Over the last few days I’ve been following developments over at Conservative Home where two campaigns to become the Tory candidate for Mayor of London have been launched.
The currently declared hopefuls are Warwick Lightfoot and Victoria Borwick. Both are councillors in Kensington and Chelsea, a fact which is causing some debate over at CH between those who seem to think K&C is just as “representative” of London as any other borough and those who think such a candidate lacks the experience needed to tackle Mayor Livingstone.
As an impartial observer it seems to me that any prospective candidate has to face up to a number of facts which stem from the past actions of Tory politicians.
The Conservative Legacy in London
Every time LibDem leader Ming Campbell is questioned on the subject of coalition government he tells the interviewer that he’s “banned from the Liberal Democrat lexicon” the words coalition and hung parliament.
This stance offers an important lesson to anyone aspiring to be the next Conservative Mayoral candidate. You can’t, as Victoria’s piece on CH and website suggest she would, campaign in 2008 over what you see as the ‘Looney Left’ policies of Red Ken & the GLC.
If you’re still reading, here’s why:
1. Don’t you just hate how at PMQ’s Blair harks back 10 years to when Major was in office every time his policies are under fire? Exactly so imagine how any candidate will sound exhuming ideological rows from 20 years ago.
2. This won’t be popular but in every measurable way Livingstone won the argument over Equal Opportunities. There’s not a single mainstream politician in 2006 who believes that woman and members of BME and LGBT communities deserve unequal pay and less job security than a white heterosexual married man or who doesn’t accept that the provision of affordable childcare is an important part of helping woman back into work.
3. The beneficiaries of those ‘Looney Left’ policies make up such a significant percentage of London voters that giving Livingstone an opportunity to remind voters of Tory opposition to ‘inclusion’ would be electoral suicide. Steve Norris knows this, it’s why he distanced himself from the central party in 2000 and 2004 and how he managed to come such a strong second both times.
Any candidate who thinks Norris would have done better by debating a 20 year old decision to insist on Robertson’s removing the Golly from their jams is going to waste a lot of people’s time and money.
Over on CH Victoria claims the GLC’s demise was “unlamented“. Well I guess if you didn’t rely on a GLC salary to pay your bills that might be true but abolition meant a lot of people lost their jobs and suffered real financial hardship.
In education GLC abolition resulted in the scrapping of ILEA, the Londonwide education authority. As someone finishing their education during this period I can assure you the impact was disastrous, many of the boroughs just weren’t capable of absorbing the functions they had thrust upon them and two generations of Londoner’s have paid the price.
Many people who lived in GLC managed homes certainly lamented the much poorer quality of housing management they often encountered when their homes were transferred to the very councils they’d rejected as potential landlords.

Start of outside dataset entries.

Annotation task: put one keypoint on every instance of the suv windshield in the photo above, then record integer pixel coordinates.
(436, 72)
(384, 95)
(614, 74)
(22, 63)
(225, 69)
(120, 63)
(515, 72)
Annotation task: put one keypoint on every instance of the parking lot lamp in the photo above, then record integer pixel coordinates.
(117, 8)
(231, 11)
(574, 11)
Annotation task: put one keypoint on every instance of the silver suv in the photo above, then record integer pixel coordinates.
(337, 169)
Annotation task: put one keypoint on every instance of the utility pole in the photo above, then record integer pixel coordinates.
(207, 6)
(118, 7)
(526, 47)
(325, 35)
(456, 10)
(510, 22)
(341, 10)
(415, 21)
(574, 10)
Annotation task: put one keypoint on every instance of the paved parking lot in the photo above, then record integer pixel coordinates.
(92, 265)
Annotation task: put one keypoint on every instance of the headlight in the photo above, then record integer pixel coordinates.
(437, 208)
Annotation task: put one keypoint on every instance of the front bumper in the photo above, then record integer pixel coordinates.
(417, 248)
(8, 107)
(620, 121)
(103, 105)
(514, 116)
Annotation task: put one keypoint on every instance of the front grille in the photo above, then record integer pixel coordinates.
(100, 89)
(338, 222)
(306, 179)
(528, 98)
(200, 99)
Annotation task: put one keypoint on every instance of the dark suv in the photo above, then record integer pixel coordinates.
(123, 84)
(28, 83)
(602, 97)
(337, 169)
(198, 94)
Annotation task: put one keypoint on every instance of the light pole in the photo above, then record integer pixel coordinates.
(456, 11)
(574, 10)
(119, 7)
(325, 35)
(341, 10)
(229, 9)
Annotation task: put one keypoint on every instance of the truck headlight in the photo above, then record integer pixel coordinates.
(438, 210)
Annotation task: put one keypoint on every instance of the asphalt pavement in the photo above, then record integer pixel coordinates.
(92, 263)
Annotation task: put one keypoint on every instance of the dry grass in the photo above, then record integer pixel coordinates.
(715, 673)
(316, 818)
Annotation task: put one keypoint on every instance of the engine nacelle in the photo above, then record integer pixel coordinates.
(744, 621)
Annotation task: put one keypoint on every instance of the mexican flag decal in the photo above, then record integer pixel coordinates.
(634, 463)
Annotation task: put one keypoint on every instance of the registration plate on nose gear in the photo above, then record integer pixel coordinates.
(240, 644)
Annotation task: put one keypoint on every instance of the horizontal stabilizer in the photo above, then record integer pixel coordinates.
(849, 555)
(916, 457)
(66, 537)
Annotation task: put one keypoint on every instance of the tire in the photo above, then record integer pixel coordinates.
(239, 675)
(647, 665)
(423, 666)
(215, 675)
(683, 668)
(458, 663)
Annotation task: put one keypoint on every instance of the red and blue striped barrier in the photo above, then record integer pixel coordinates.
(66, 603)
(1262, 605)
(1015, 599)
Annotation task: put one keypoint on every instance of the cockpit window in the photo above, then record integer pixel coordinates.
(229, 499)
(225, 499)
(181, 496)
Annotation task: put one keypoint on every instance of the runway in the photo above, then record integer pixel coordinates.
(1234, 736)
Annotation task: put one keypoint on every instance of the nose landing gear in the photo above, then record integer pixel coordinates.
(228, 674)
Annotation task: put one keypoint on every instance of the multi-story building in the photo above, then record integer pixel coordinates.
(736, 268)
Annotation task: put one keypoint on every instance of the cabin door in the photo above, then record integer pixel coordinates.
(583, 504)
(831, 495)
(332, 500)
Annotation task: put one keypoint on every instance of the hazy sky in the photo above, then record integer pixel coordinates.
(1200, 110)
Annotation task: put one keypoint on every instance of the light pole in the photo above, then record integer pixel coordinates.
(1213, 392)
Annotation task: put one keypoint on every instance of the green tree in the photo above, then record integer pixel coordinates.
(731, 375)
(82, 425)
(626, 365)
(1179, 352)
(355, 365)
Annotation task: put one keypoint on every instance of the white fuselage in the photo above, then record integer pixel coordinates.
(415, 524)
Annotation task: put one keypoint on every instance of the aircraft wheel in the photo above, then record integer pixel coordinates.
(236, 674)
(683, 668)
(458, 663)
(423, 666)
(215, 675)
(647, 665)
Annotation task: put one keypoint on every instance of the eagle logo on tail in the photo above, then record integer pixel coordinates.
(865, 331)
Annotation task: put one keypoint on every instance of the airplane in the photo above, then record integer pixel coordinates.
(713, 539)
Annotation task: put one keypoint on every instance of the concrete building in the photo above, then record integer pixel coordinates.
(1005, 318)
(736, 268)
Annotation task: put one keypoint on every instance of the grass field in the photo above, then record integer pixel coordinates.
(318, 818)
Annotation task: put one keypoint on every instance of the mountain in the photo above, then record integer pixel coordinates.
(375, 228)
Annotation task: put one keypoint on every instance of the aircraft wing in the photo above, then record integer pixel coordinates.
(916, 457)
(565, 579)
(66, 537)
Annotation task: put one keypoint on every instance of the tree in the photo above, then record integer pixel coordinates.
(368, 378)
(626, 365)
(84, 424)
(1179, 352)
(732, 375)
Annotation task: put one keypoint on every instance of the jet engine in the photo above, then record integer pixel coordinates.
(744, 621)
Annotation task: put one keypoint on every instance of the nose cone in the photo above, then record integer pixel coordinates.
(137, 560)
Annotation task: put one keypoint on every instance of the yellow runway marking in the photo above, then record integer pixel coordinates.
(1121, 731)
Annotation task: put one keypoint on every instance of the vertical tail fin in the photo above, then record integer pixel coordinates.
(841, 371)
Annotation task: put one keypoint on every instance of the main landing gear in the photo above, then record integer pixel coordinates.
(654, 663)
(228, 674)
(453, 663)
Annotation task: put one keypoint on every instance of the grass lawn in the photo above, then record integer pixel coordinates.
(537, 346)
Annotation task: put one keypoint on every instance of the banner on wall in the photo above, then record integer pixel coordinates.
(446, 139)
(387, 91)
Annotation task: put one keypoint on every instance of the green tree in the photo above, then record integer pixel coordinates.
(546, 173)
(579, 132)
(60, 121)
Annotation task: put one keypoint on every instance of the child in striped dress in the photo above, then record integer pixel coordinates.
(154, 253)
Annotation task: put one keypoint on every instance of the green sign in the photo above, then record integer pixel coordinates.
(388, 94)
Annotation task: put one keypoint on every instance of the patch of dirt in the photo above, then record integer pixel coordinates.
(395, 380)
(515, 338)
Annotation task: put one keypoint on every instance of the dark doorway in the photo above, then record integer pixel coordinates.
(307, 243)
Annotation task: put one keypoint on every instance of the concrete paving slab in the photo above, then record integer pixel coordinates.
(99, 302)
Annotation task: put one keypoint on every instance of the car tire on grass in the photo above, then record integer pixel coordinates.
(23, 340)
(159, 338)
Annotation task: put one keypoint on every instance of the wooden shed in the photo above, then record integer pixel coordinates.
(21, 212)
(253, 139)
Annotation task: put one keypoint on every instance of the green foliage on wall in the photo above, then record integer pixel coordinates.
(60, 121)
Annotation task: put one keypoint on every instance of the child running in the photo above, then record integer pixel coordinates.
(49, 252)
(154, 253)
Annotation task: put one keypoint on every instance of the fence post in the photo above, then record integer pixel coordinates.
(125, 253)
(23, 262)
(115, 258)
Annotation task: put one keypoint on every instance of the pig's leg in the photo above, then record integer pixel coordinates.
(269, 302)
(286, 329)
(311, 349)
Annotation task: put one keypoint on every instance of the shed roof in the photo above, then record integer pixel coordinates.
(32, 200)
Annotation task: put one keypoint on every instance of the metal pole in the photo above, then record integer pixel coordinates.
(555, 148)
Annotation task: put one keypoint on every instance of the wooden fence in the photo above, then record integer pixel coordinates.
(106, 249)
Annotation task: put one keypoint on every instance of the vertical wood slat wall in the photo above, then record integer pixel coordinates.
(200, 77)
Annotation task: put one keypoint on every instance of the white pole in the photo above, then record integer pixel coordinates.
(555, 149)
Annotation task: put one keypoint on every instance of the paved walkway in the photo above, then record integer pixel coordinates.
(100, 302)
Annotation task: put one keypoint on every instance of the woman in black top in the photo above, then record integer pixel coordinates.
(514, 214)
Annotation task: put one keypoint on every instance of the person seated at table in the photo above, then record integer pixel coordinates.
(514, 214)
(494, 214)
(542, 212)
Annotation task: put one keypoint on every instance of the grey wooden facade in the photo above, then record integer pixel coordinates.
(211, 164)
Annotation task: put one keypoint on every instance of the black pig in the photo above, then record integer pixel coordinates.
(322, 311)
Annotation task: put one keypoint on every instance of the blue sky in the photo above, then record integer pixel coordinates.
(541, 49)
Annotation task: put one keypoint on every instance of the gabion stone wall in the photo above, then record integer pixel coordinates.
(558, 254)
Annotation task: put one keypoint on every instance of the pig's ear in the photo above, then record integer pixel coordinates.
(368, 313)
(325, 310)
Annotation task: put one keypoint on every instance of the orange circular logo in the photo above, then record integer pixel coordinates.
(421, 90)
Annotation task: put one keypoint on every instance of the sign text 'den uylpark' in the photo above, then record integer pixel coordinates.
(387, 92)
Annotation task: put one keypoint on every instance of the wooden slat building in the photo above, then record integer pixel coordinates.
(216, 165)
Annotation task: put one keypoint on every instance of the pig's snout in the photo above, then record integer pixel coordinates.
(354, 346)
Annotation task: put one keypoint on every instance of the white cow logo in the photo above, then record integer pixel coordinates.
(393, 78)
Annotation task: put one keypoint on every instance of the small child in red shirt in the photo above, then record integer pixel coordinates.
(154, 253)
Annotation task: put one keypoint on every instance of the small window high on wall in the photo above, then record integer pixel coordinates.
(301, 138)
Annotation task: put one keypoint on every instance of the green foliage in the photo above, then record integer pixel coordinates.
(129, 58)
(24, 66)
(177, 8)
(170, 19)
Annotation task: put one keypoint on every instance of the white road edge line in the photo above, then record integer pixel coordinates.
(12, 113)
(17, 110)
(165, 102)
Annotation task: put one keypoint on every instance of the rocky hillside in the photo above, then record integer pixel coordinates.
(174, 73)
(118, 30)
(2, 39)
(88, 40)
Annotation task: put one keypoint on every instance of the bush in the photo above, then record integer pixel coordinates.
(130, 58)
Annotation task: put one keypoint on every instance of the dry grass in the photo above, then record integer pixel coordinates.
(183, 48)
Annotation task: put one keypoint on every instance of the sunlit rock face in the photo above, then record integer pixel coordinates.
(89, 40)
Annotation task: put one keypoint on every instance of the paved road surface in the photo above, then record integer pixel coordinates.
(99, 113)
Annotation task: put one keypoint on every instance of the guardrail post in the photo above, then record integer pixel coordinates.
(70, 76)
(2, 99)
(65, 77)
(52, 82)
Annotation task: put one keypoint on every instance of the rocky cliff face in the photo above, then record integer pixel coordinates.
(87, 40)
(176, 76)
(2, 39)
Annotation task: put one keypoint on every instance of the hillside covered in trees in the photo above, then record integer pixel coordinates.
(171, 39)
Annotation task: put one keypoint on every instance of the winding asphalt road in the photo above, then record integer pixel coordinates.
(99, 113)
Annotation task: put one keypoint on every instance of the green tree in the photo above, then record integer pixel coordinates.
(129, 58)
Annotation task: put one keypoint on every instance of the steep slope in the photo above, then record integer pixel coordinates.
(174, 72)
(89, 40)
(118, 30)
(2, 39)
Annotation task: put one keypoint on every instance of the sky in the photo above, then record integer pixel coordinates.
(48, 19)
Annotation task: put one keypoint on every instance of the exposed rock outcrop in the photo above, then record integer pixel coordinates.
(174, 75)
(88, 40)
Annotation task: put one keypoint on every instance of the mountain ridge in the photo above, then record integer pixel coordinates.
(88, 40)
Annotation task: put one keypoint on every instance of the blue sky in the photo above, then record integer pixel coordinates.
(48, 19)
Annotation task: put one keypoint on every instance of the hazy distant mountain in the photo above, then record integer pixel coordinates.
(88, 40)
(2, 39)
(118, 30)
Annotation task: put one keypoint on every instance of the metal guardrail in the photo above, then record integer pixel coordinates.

So, whilst it may have been unpopular with many Tories, the GLC had a positive daily impact on the lives of millions of Londoners who held it in high esteem. The eventual candidate has to avoid debating issues from ancient history in which the Tories were long ago cast as the bad guys.
Finding a Credible Candidate
When I listen to activists in any party discuss who should stand for various elections I often want to weep in despair. Just because old Maurice has been a good local party chair who runs the meetings well and always brings a packet of hobnobs to share, it doesn’t mean he has what it takes to front a high profile campaign.
Reading some comments on sites such as Iain Dale’s and CH it’s clear a lot of Tory activists underestimate the challenge of unseating Ken Livingstone. I know many Tories hate him but the inescapable truth is that he’s a formidable political operator who owes much of his reputation and surrounding myth to their own party.
It was abolition of the GLC which meant Ken never outstayed his welcome in the 1980’s. He will forever more be able to tell how Baroness Thatcher so feared him she abolished his job. The truth of the claim isn’t important, it’s how history has been written.
In 2000, fueled by that myth, he overcame the best efforts of the New Labour election machine and demolished Frank Dobson’s campaign. Twice he managed to beat Steve Norris, no slouch himself when it comes to campaigning. Then in 2004 the larger than life personalities of both Norris and Livingstone pushed the LibDem’s equally well known Simon Hughes into an uncomfortable third place.
So it’s clear that the next Conservative candidate needs to be as charismatic, media savvy and as well known as Livingstone if they’re to have any realistic chance of winning. The party needs to put forward a candidate who goes down well on the inner city estates and looks and sounds as if they understand the problems faced by the majority of Londoners who don’t live in expensive, low crime areas. Some real world experience (i.e. at the sharp end) in crime fighting, social housing, or poverty reduction would be nice too.
It’s not going to be enough to simply attack Ken for being “smug“. That’s never stopped people voting for him before and it won’t stop them in 2008.
I think a lot of Tories believe London will just fall into their laps if they wait long enough. It won’t, if the party genuinely wants to take the Mayoralty from Ken they’re going to have to work hard for it.